Table configuration options can be put at the end.
Examples:
  hbase> create 'ns1:t1', 'f1', SPLITS => ['10', '20', '30', '40']
  hbase> create 't1', 'f1', SPLITS => ['10', '20', '30', '40']
  hbase> create 't1', 'f1', SPLITS_FILE => 'splits.txt', OWNER => 'johndoe'
  hbase> create 't1', {NAME => 'f1', VERSIONS => 5}, METADATA => { 'mykey' => 'myvalue' }
  hbase> # Optionally pre-split the table into NUMREGIONS, using
  hbase> # SPLITALGO ("HexStringSplit", "UniformSplit" or classname)
  hbase> create 't1', 'f1', {NUMREGIONS => 15, SPLITALGO => 'HexStringSplit'}
  hbase> create 't1', 'f1', {NUMREGIONS => 15, SPLITALGO => 'HexStringSplit', CONFIGURATION => {'hbase.hregion.scan.loadColumnFamiliesOnDemand' => 'true'}}
  hbase> create 't1', {NAME => 'f1', DFS_REPLICATION => 1}
You can also keep around a reference to the created table:
  hbase> t1 = create 't1', 'f1'
Which gives you a reference to the table named 't1', on which you can then
call methods.
hbase(main):002:0>
      有了上面的帮助信息,我们现在开始新建一张表,如下所示。我来说一下下面这句建表语句的意思,create不用多说,就是创建的意思,'student'是表名,{NAME => 'info', VERSIONS =>3}的意思是一个列族,建表的时候我们必须至少建一个列族,也可以建多个,NAME => 'info'是给这个列族起的名字,VERSIONS =>3是指这个列族可以存储三个版本的数据,多于3个的话,最老的版本将被删除(这个后面会说到),同理,{NAME => 'data', VERSIONS =>1}这句的意思是建了另外一个列族,这个列族的名字是'data',存储的版本只有1个。

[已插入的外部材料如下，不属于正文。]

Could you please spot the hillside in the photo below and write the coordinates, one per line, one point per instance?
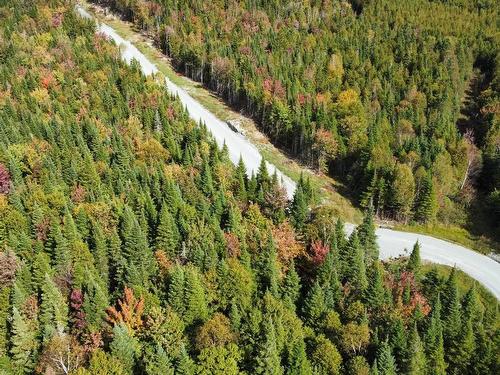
(130, 243)
(371, 95)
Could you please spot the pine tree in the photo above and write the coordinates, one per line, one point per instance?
(240, 178)
(167, 233)
(299, 210)
(291, 287)
(368, 238)
(353, 264)
(298, 364)
(375, 295)
(54, 310)
(195, 299)
(24, 344)
(157, 361)
(434, 346)
(267, 361)
(416, 361)
(426, 203)
(206, 182)
(269, 266)
(414, 262)
(314, 305)
(125, 347)
(176, 290)
(185, 365)
(386, 364)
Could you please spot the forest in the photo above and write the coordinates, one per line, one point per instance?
(368, 91)
(130, 244)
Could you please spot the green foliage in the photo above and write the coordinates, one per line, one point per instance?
(111, 187)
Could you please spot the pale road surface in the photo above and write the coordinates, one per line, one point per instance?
(392, 243)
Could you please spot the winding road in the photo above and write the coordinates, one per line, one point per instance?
(392, 243)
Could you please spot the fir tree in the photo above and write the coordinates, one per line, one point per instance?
(24, 344)
(353, 264)
(416, 361)
(414, 262)
(167, 233)
(298, 364)
(195, 299)
(386, 364)
(434, 346)
(291, 287)
(426, 203)
(299, 209)
(314, 305)
(125, 347)
(268, 358)
(54, 310)
(368, 238)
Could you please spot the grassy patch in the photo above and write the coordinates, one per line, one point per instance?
(453, 234)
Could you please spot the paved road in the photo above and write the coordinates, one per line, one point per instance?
(392, 243)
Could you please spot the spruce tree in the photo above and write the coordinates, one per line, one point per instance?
(167, 233)
(125, 347)
(314, 305)
(53, 310)
(434, 346)
(352, 262)
(24, 343)
(426, 203)
(299, 210)
(368, 238)
(386, 364)
(195, 299)
(267, 360)
(415, 361)
(297, 363)
(291, 287)
(414, 263)
(176, 290)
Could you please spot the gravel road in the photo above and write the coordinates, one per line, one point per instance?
(392, 243)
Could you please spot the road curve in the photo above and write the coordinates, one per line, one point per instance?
(392, 243)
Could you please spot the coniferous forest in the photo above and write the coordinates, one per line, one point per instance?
(370, 91)
(129, 243)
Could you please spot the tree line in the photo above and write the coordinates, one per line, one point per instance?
(130, 244)
(371, 95)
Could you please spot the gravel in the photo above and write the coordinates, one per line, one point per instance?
(392, 243)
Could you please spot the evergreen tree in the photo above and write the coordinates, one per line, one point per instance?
(426, 202)
(291, 287)
(416, 361)
(376, 292)
(314, 305)
(125, 347)
(195, 299)
(53, 310)
(167, 233)
(353, 264)
(269, 266)
(368, 238)
(434, 346)
(185, 365)
(386, 364)
(176, 290)
(299, 210)
(298, 364)
(157, 361)
(24, 344)
(267, 361)
(414, 262)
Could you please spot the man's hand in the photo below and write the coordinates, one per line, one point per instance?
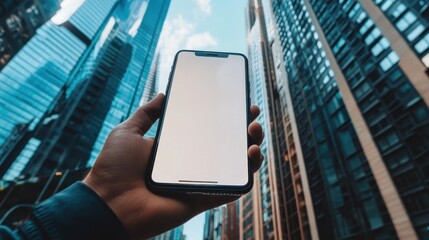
(118, 177)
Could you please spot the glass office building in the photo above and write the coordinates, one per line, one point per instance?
(264, 210)
(34, 80)
(93, 75)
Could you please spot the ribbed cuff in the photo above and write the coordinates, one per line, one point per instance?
(77, 213)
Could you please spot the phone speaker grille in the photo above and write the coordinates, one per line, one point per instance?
(195, 181)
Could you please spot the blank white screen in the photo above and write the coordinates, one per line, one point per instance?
(204, 133)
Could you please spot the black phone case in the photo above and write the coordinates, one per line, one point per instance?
(198, 189)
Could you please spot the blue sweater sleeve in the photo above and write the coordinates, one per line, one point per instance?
(75, 213)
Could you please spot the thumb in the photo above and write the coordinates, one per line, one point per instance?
(146, 115)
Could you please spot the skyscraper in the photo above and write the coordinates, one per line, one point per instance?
(263, 211)
(230, 221)
(101, 88)
(38, 77)
(357, 83)
(151, 89)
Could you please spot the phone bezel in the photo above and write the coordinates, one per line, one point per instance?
(195, 188)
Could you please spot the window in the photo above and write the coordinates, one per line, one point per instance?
(408, 19)
(372, 36)
(339, 119)
(361, 17)
(388, 140)
(380, 46)
(361, 90)
(400, 8)
(415, 33)
(374, 217)
(390, 60)
(407, 93)
(397, 159)
(417, 201)
(348, 146)
(339, 45)
(386, 5)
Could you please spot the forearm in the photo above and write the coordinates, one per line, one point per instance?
(75, 213)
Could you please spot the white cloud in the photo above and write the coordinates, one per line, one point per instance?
(205, 6)
(200, 41)
(179, 33)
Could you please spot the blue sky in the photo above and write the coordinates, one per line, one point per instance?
(217, 25)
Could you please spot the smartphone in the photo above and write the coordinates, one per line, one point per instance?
(202, 140)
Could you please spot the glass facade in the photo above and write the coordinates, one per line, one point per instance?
(18, 23)
(393, 110)
(346, 201)
(85, 77)
(133, 82)
(411, 19)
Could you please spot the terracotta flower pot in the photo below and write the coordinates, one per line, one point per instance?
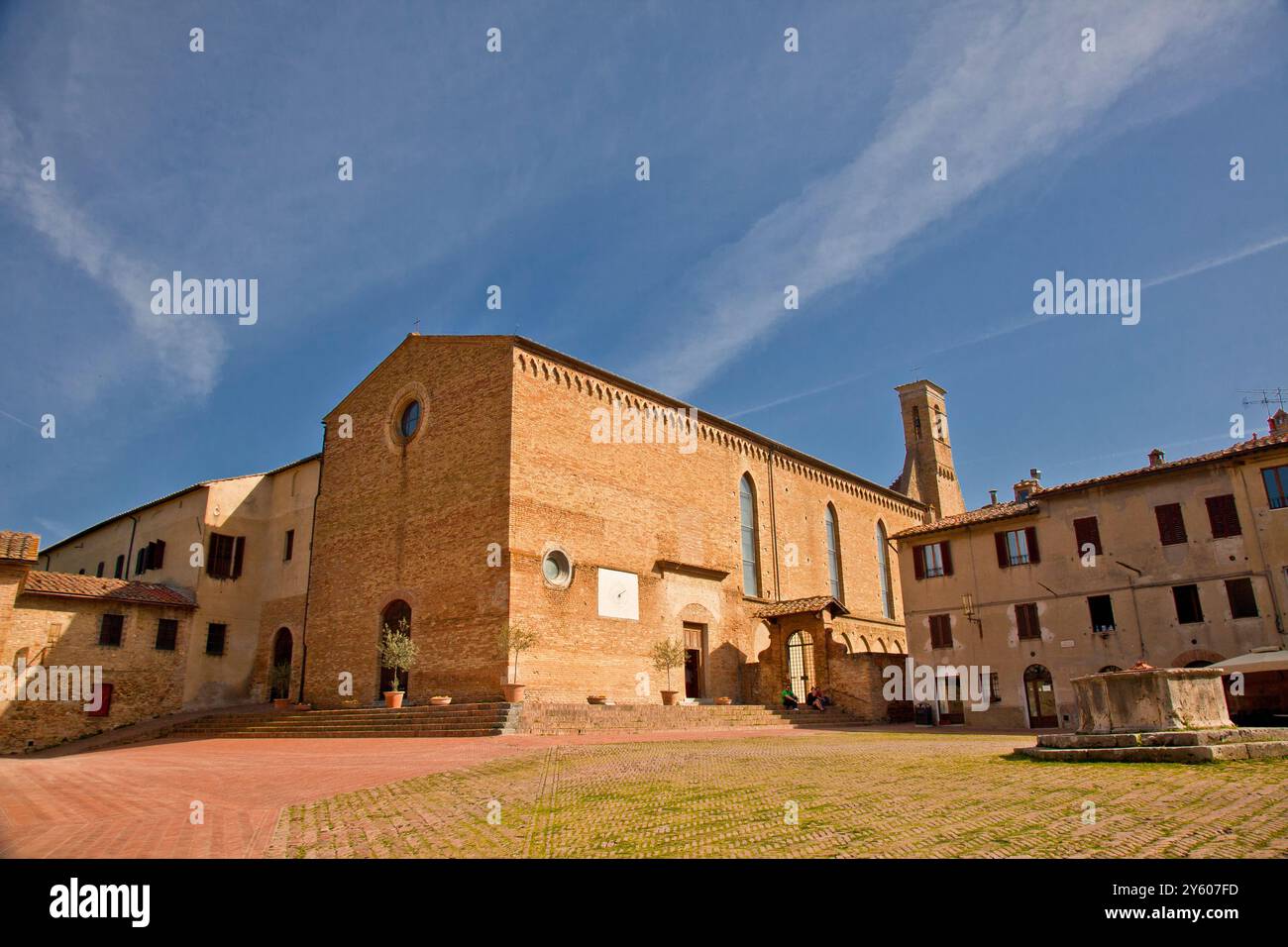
(513, 693)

hbase(main):002:0> create 'student', {NAME => 'info', VERSIONS => 3}, {NAME => 'data', VERSIONS =>1}
      执行上面的建表语句之后,我们来使用list命令查看一下是否生成了student表,如下所示,发现已经生成成功了。
hbase(main):001:0> list
TABLE                                                                                                                                                                                                      
student                                                                                                                                                                                                    
1 row(s) in 1.0400 seconds
=> ["student"]
hbase(main):002:0>
      现在我们想查看一下这张表的表结构,我们使用命令:describe 'student'来查看,如下所示。可以看到这张表中确实有两个列族,分别是data和info,VERSIONS分别是1和3。说明我们建表成功。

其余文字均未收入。